Très très intéressante cette discussion , j'y ai appris des tas de choses


----------



## tatouille (28 Avril 2006)

Forenheit a dit:
			
		

> La programmation impérative c'est comme ce que fait ma femme avec moi :
> "tu fais çà puis tu fais çà,... tu vaux rien,... et si c'est pas content reviens au début"
> 
> C'est avec mon expérience personnelle que je cause


non non je suis pas d'accord

La programmation impérative 
-> femme dit ménage -> toi ménage 
sinon
--> exit 



sinon on ne peut pas tout mélanger
les languages OO interprétés et bytecodes (Java, Python , Ruby , php)
les languages compilés C,D Obj-c , CPP 
pascal ,fortran, cobol (c'est horrible se truc d'arriéré mental merci IBM  ) ...

[ la pub ]

Objective Caml, 

[ fin de la pub ]

paradigms

les shell scripts ...

pour différents sujets il existent différents animaux

au final

fais du C 
énerve toi avec le C
C a n'en plus Dormir 

et tu pourras aborder le reste tranquillement

ainsi que d'apprendre à programmer dans un environnement X

tu pourras aborder le reste tranquillement

j'ai été stupidemment censuré sur ce sujet dans un autre thread
certainement par un utilisateur windows ...


----------



## p4bl0 (28 Avril 2006)

Pour ce que veut faire chnoub, je lui conseil plutôy de lire le tuto de C sur le site du zéro, tu apprendra à te servir de la SDL : une librairie qui te permettra de faire ce que tu veut avec les tête de tes amis ^^

pour cela tu aura besoin de XCode : tu le trouve sur les CD d'intall de OS X ( les dev tools) sinon sur le site d'Apple, mais faut une bonne connexion : http://developer.apple.com/ (inscription gratuite nécessaire)
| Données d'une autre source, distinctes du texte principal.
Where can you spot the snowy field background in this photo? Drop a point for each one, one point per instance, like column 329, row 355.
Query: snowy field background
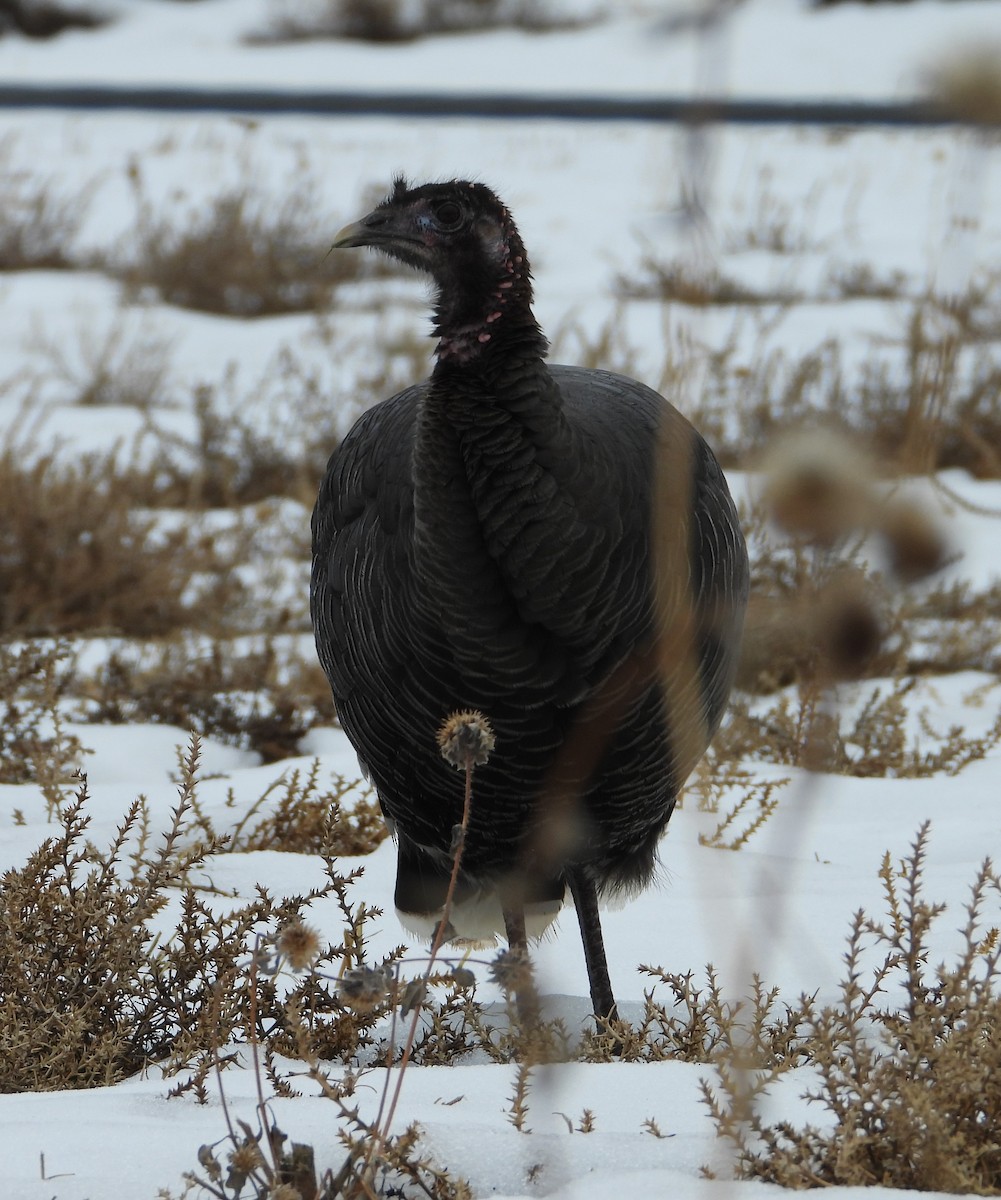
column 915, row 209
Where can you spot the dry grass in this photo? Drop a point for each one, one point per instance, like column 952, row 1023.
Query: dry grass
column 90, row 997
column 395, row 21
column 76, row 557
column 243, row 251
column 39, row 219
column 912, row 1092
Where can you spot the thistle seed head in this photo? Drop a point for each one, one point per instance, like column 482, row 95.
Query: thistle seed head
column 466, row 739
column 916, row 545
column 299, row 945
column 819, row 485
column 364, row 989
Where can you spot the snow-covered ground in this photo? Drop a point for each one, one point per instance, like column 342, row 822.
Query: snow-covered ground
column 592, row 201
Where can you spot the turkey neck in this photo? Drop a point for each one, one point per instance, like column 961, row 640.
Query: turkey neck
column 492, row 461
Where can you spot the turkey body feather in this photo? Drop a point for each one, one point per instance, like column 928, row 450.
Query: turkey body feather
column 552, row 546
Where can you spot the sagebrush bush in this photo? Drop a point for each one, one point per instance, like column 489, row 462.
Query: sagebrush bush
column 913, row 1089
column 89, row 995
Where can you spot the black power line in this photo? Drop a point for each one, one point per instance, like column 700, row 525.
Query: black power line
column 273, row 102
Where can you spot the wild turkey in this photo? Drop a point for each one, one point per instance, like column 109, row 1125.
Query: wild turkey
column 552, row 546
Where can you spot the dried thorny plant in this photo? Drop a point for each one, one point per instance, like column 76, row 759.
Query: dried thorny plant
column 912, row 1091
column 35, row 745
column 93, row 989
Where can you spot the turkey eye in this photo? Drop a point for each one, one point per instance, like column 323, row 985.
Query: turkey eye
column 448, row 215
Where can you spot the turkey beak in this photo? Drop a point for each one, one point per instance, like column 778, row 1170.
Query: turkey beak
column 377, row 229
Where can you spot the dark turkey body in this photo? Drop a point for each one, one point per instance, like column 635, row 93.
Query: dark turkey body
column 496, row 556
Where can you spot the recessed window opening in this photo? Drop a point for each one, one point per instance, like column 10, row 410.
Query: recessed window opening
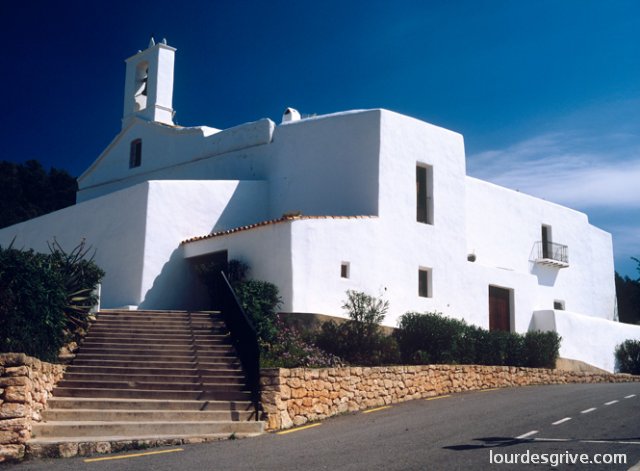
column 345, row 269
column 424, row 282
column 424, row 194
column 547, row 242
column 135, row 154
column 500, row 308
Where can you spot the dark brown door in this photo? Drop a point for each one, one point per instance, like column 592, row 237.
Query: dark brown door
column 499, row 309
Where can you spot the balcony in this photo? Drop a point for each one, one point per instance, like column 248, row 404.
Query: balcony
column 551, row 254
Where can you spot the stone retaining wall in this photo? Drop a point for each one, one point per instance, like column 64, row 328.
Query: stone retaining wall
column 25, row 386
column 292, row 397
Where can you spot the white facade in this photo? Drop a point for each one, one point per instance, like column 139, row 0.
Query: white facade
column 348, row 183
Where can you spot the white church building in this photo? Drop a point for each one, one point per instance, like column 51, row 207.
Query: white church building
column 367, row 200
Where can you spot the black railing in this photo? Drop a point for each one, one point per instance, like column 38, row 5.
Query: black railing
column 552, row 251
column 243, row 336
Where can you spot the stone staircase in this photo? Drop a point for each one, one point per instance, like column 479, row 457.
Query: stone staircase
column 150, row 376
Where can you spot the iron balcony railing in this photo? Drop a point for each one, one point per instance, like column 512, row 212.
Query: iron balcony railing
column 552, row 253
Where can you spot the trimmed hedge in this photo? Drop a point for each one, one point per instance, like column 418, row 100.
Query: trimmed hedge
column 428, row 338
column 360, row 340
column 628, row 357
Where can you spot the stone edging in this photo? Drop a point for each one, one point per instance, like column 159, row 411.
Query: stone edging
column 25, row 386
column 293, row 397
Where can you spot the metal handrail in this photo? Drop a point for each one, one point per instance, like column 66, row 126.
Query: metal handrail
column 243, row 335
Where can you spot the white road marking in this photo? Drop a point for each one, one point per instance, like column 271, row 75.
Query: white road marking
column 609, row 442
column 561, row 421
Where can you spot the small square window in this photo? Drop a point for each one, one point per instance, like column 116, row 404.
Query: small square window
column 424, row 282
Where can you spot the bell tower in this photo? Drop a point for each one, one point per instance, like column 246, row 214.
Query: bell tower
column 148, row 89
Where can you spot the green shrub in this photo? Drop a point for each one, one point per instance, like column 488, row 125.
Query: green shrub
column 628, row 357
column 44, row 298
column 260, row 301
column 32, row 302
column 434, row 338
column 81, row 277
column 360, row 340
column 290, row 350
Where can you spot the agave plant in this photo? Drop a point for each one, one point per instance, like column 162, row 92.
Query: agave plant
column 81, row 277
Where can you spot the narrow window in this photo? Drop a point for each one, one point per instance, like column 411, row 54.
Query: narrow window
column 344, row 270
column 135, row 154
column 424, row 282
column 547, row 249
column 424, row 192
column 500, row 308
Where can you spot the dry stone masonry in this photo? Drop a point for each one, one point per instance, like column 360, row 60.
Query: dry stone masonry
column 25, row 386
column 292, row 397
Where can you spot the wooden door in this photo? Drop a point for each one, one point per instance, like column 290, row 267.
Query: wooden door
column 499, row 309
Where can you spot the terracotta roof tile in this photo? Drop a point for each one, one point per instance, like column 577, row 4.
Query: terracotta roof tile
column 286, row 218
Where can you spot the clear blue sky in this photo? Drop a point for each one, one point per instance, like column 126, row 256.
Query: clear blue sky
column 546, row 93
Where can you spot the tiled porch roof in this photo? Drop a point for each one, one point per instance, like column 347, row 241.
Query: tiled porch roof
column 285, row 218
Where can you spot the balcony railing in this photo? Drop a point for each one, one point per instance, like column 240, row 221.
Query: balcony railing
column 550, row 253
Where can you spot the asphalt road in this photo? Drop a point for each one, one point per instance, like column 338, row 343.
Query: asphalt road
column 462, row 431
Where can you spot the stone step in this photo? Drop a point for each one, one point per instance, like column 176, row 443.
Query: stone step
column 106, row 382
column 135, row 377
column 150, row 415
column 154, row 372
column 79, row 403
column 161, row 314
column 213, row 357
column 136, row 349
column 225, row 362
column 130, row 429
column 156, row 326
column 173, row 340
column 157, row 331
column 221, row 395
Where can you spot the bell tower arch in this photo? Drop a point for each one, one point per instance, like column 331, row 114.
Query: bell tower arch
column 148, row 89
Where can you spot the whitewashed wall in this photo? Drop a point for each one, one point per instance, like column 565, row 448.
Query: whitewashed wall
column 174, row 153
column 326, row 165
column 137, row 232
column 178, row 210
column 114, row 225
column 586, row 338
column 266, row 249
column 502, row 228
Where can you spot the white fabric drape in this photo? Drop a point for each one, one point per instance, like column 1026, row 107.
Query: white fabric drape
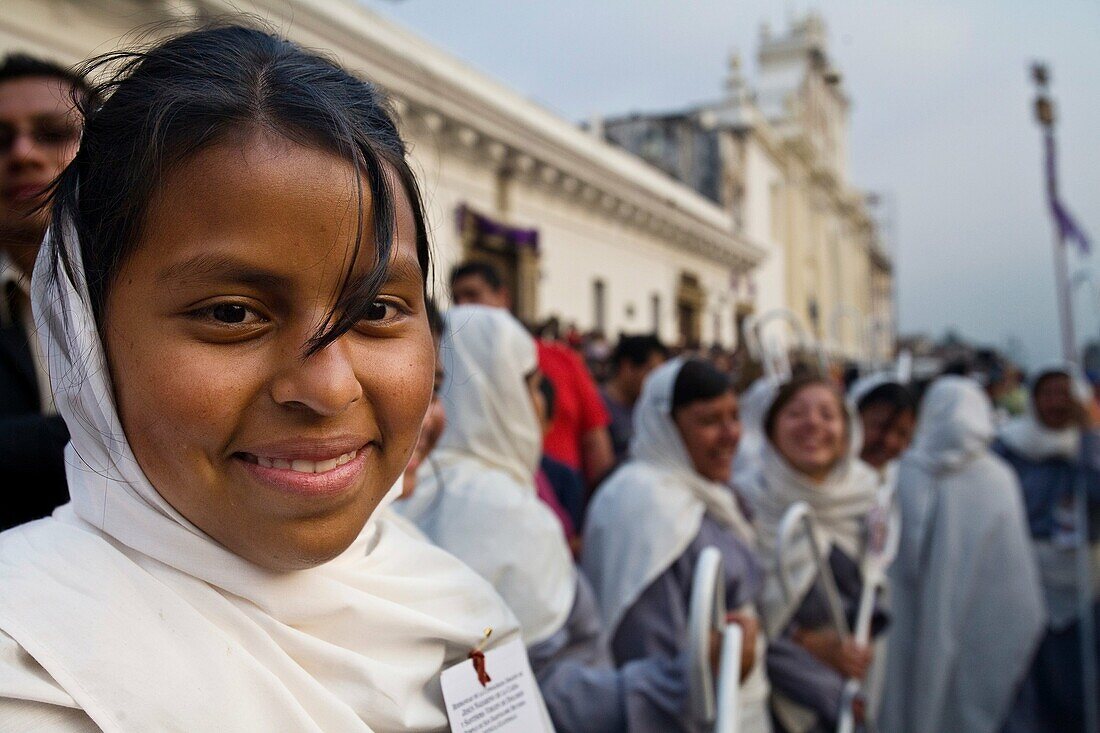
column 967, row 605
column 1029, row 437
column 151, row 625
column 649, row 511
column 476, row 495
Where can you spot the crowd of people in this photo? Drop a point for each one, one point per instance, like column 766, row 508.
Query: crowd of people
column 254, row 479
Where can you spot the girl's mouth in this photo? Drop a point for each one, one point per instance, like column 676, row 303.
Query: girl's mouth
column 298, row 465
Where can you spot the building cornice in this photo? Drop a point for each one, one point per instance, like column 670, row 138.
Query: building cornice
column 433, row 89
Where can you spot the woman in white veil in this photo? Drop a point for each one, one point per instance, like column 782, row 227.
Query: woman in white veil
column 648, row 524
column 1054, row 449
column 811, row 455
column 243, row 376
column 476, row 498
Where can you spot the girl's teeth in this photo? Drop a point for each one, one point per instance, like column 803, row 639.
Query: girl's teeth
column 303, row 466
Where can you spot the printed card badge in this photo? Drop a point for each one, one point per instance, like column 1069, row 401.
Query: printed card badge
column 494, row 692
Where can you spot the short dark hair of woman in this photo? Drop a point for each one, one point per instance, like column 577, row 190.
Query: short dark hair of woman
column 892, row 394
column 207, row 86
column 699, row 381
column 637, row 349
column 789, row 392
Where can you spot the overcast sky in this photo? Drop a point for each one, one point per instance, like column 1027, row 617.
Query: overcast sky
column 941, row 120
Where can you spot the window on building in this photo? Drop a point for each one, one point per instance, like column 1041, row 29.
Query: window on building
column 600, row 305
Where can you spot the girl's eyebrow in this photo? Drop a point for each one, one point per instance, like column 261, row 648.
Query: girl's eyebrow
column 211, row 267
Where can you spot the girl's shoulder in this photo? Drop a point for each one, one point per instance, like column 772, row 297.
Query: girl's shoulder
column 30, row 698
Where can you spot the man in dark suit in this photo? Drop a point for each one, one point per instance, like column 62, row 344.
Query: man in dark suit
column 40, row 132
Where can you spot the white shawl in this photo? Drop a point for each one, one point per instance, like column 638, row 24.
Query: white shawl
column 151, row 625
column 646, row 515
column 650, row 510
column 839, row 503
column 475, row 496
column 967, row 604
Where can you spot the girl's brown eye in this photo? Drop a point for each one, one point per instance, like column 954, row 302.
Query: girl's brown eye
column 229, row 313
column 380, row 310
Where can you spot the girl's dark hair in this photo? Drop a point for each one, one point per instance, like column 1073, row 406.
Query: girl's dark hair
column 788, row 392
column 219, row 83
column 898, row 396
column 699, row 380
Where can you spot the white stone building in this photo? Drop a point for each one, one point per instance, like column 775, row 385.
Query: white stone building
column 584, row 230
column 774, row 156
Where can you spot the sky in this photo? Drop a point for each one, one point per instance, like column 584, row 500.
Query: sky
column 941, row 122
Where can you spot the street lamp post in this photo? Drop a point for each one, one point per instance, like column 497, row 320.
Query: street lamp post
column 1044, row 112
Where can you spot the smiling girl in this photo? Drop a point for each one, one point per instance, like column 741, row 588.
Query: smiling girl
column 811, row 455
column 232, row 302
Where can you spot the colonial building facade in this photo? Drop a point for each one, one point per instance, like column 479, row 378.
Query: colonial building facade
column 582, row 229
column 774, row 159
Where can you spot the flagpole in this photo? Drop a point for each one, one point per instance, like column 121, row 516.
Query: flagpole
column 1044, row 111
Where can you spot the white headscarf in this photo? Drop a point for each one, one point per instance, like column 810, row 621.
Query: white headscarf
column 475, row 496
column 965, row 592
column 150, row 624
column 649, row 511
column 839, row 504
column 1029, row 437
column 754, row 405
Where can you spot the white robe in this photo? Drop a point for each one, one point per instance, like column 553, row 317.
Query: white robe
column 967, row 603
column 649, row 511
column 119, row 612
column 475, row 495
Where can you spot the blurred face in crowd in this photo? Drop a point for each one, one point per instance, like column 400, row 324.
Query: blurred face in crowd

Ah et j'oubliai : le site du zéro : http://www.siteduzero.com/


----------



## tatouille (28 Avril 2006)

je te conseille pas XCode pour commencer (installe xcode juste pour avoir les compilo et headers)

mais plutot gcc à ligne de commande via le terminal
c'est beaucoup plus simple à aborder et pour comprendre

le principe de shared object/static  /executable

pour ce qui est de SDL  c'est un peu gros pour commencer

avant d'utiliser un framework essaye deja avec ce que tu as disposition
sous osx il y a déjà de quoi s'amuser un bon bout de temps


----------



## Zeusviper (28 Avril 2006)

je ne suis pas sur que chnoub est encore interessé par la réponse!

cf date!    


sinon ben faut pas oublier projectomega comme site!!

++


----------



## clampin (30 Avril 2006)

Bonjour,

Très intéressante cette discution. Parfois un peu vive, et c'est très bien, mais du coup, je ne pense pas que l'auteur de la première question soit plus avancé. 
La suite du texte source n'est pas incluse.